Al entrar mi sonrisa de loca que tengo en el rostro desaparece lentamente y no puedo evitar sentirme frustrada.
– Buenos días Celeste. –me dice Mary cuando me ve entrando al comedor. Está ella sola, sentada en una silla, comiéndose unos huevos revueltos, y no puedo evitar preguntarle.
– Buenos días Mary. Oye, no sabes por qué Matías no ha bajado todavía.
– Él se fue temprano, tenía que hacer unos trabajos o algo así; no me dijo mucho. –Su rostro cambia de enojo, al pronunciar las últimas palabras, a diversión.
– ¿Por qué me miras así?
– No, por nada. Aunque ayer no pude evitar notar que estabas bastante inquieta. Acaso estabas esperando a que Matías bajara.
– Pero que dices, estaba inquieta por los truenos, no te hagas ideas locas. –le digo lo más seria que puedo, pero ella me ataca con una de esas miradas de: “no te creo”, y no puedo evitar contagiarme con su sonrisa, de modo que acabamos muertas de la risa.

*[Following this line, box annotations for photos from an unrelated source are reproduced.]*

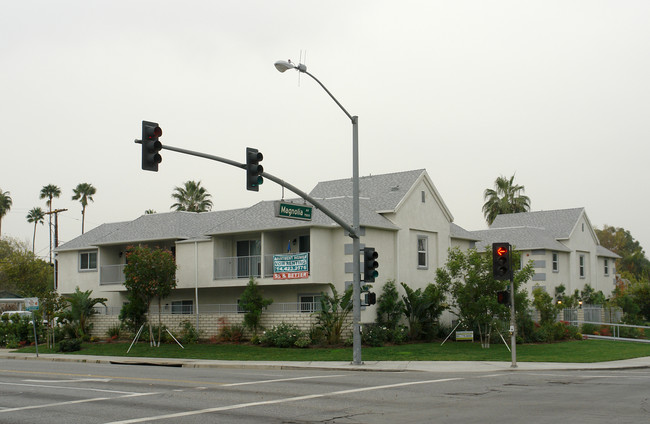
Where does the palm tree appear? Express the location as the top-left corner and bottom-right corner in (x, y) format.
(27, 206), (45, 253)
(171, 181), (212, 212)
(72, 183), (97, 234)
(483, 175), (530, 225)
(40, 184), (61, 263)
(0, 188), (13, 237)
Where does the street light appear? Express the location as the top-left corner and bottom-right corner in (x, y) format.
(275, 60), (362, 365)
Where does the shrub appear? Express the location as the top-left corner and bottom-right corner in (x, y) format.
(180, 320), (201, 344)
(261, 322), (309, 347)
(56, 339), (81, 352)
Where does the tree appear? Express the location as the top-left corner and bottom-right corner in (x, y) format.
(0, 237), (53, 298)
(595, 225), (650, 280)
(0, 188), (13, 237)
(239, 277), (273, 335)
(66, 287), (108, 340)
(483, 175), (530, 225)
(402, 280), (447, 340)
(124, 246), (177, 346)
(171, 181), (212, 212)
(40, 184), (61, 263)
(376, 280), (404, 332)
(436, 247), (535, 347)
(72, 183), (97, 234)
(27, 206), (45, 253)
(315, 283), (352, 344)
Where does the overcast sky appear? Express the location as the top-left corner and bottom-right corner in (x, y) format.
(0, 0), (650, 257)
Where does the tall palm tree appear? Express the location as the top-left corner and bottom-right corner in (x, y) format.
(40, 184), (61, 263)
(27, 206), (45, 253)
(0, 188), (13, 237)
(483, 175), (530, 225)
(72, 183), (97, 234)
(171, 181), (212, 212)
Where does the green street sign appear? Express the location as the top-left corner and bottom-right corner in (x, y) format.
(275, 202), (312, 221)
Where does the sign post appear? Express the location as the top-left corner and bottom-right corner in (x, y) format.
(25, 297), (38, 358)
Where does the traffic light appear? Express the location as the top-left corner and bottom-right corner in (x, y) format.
(497, 290), (510, 305)
(492, 243), (512, 280)
(142, 121), (162, 172)
(246, 147), (264, 191)
(363, 247), (379, 283)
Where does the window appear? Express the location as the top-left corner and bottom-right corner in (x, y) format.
(298, 294), (320, 312)
(172, 300), (194, 314)
(79, 252), (97, 271)
(418, 236), (429, 268)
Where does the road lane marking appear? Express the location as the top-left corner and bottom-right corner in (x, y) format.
(223, 375), (344, 387)
(107, 378), (464, 424)
(0, 393), (157, 414)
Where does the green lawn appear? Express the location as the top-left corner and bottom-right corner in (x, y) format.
(13, 340), (650, 362)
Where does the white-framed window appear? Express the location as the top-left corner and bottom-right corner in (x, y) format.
(578, 255), (585, 278)
(298, 294), (320, 312)
(172, 300), (194, 315)
(418, 236), (429, 268)
(79, 251), (97, 271)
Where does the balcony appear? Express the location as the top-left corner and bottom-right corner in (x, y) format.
(214, 254), (310, 280)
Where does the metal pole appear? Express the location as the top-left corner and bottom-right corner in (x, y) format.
(508, 274), (517, 368)
(352, 116), (363, 365)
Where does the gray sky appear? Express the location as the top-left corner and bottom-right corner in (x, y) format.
(0, 0), (650, 257)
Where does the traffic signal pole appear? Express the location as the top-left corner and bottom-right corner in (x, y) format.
(135, 140), (358, 238)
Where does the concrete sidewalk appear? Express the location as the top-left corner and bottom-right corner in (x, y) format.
(0, 349), (650, 373)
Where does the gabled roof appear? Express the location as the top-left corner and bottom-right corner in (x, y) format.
(206, 198), (399, 235)
(449, 222), (480, 241)
(472, 227), (571, 252)
(490, 208), (585, 240)
(309, 169), (453, 222)
(309, 169), (426, 211)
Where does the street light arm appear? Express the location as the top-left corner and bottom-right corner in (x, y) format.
(296, 70), (356, 124)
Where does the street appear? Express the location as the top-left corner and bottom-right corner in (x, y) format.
(0, 359), (650, 424)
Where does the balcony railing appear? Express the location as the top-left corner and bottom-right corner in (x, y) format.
(99, 264), (126, 285)
(214, 255), (262, 280)
(214, 254), (310, 280)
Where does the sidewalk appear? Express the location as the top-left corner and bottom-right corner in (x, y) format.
(0, 349), (650, 373)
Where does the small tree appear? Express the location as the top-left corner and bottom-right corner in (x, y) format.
(239, 277), (273, 335)
(66, 287), (108, 339)
(376, 280), (404, 331)
(315, 283), (352, 344)
(124, 246), (177, 346)
(436, 247), (535, 347)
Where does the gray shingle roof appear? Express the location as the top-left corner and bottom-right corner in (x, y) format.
(309, 169), (426, 212)
(206, 198), (399, 235)
(490, 208), (584, 240)
(472, 227), (571, 252)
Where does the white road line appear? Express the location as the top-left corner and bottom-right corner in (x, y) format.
(0, 393), (157, 414)
(107, 378), (464, 424)
(0, 381), (138, 395)
(221, 375), (343, 387)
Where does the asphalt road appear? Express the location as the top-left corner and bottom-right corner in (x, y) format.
(0, 359), (650, 424)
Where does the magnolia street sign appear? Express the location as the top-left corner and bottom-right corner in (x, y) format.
(275, 202), (312, 221)
(273, 253), (309, 280)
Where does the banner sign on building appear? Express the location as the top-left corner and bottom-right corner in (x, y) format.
(273, 253), (309, 280)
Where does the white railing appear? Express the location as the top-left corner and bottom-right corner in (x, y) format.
(94, 302), (321, 315)
(214, 255), (262, 280)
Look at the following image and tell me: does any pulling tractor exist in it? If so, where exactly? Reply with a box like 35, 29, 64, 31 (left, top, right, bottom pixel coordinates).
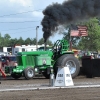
5, 39, 80, 79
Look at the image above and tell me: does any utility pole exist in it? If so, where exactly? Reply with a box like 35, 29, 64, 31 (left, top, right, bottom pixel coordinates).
36, 26, 39, 50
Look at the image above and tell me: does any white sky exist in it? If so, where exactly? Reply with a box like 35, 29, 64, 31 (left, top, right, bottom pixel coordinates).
0, 0, 64, 42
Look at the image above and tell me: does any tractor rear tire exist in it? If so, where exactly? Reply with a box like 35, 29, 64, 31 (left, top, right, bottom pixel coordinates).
54, 54, 80, 78
23, 67, 35, 80
11, 73, 22, 79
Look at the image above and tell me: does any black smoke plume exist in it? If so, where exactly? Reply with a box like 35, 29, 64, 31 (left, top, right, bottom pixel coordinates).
41, 0, 100, 41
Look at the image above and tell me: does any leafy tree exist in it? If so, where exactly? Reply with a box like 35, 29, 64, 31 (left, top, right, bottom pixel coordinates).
17, 37, 24, 45
3, 34, 11, 47
9, 38, 18, 47
38, 38, 53, 46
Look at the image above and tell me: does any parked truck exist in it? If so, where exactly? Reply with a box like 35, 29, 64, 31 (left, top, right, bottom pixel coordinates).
5, 39, 80, 79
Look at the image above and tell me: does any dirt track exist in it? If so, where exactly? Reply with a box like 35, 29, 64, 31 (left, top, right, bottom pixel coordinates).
0, 76, 100, 100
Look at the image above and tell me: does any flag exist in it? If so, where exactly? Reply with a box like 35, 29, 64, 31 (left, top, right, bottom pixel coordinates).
70, 26, 88, 36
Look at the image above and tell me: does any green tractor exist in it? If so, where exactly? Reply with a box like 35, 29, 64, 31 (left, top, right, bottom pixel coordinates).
5, 40, 80, 79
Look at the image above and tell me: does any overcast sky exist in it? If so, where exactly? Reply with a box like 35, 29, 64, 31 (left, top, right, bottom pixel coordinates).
0, 0, 64, 42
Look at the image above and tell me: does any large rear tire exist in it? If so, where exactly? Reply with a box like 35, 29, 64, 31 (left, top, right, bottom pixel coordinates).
23, 67, 35, 80
54, 54, 80, 78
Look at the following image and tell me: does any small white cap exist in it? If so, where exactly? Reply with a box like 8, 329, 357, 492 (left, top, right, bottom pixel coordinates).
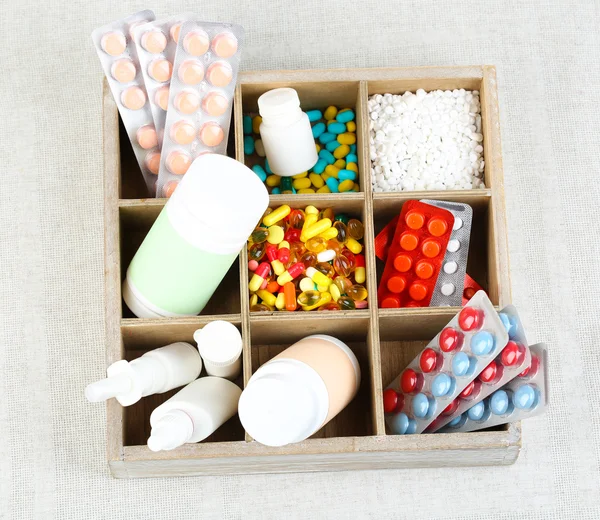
238, 359, 329, 446
194, 320, 242, 379
148, 409, 194, 451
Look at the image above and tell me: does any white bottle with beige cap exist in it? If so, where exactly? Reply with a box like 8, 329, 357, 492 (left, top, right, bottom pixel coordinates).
239, 335, 360, 446
194, 320, 242, 379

Después de un rato la lluvia cesó aunque el sol se quedó escondido entre las nubes. Me pongo a dar vueltas por la casa hasta quedar parada frente al cuadro de los padres. Estoy sumergida nuevamente en la fotografía cuando recuerdo que hoy le daban el alta a Fermín, el anciano de la escopeta.
Corro hacia la entrada de la casa y justo a tiempo porque Mary ya había arrancado su furgoneta, lista para marcharse. Cuando logro hacer que me vea le hago una seña con la mano para que me espere, cierro la puerta de la cabaña y me dirijo al asiento delantero del auto.
– Hoy le dan de alta al anciano, crees que me puedas llevar hasta el pueblo. –le digo por la ventanilla a medio bajar.
– Está bien, yo tengo que ir a recoger unos papeles a la iglesia, así que te dejo en el hospital y después te recojo.
– Genial. –le digo mientras me hace una seña con la cabeza para que entre al auto.
Ya en el hospital, me despido de Mary con la mano y entro en la recepción. Ya he venido al hospital varias veces así que conozco el camino. Me dirijo a la habitación donde se quedaba Fermín y abro la puerta. Es una habitación para varias personas así que no me molesto en llamar. Hay como unas ocho camas colocadas una al lado de la otra. Busco con la vista la del anciano pero me percato que está vacía. ¡No! Quería por lo menos poder despedirme me él. Busco al doctor que está junto a una mujer tomándole el pulso, y me dirijo hacia él. Antes de hablarle noté que la mujer que atendía se veía en muy mal estado. Era una mujer joven, con rasgos finos pero totalmente demarcados, tenía escalofríos por todo el cuerpo y la piel de un tono azulado.
El doctor se percató de mi presencia y se dirigió hacia mí.
– ¿Está buscando a alguien señorita?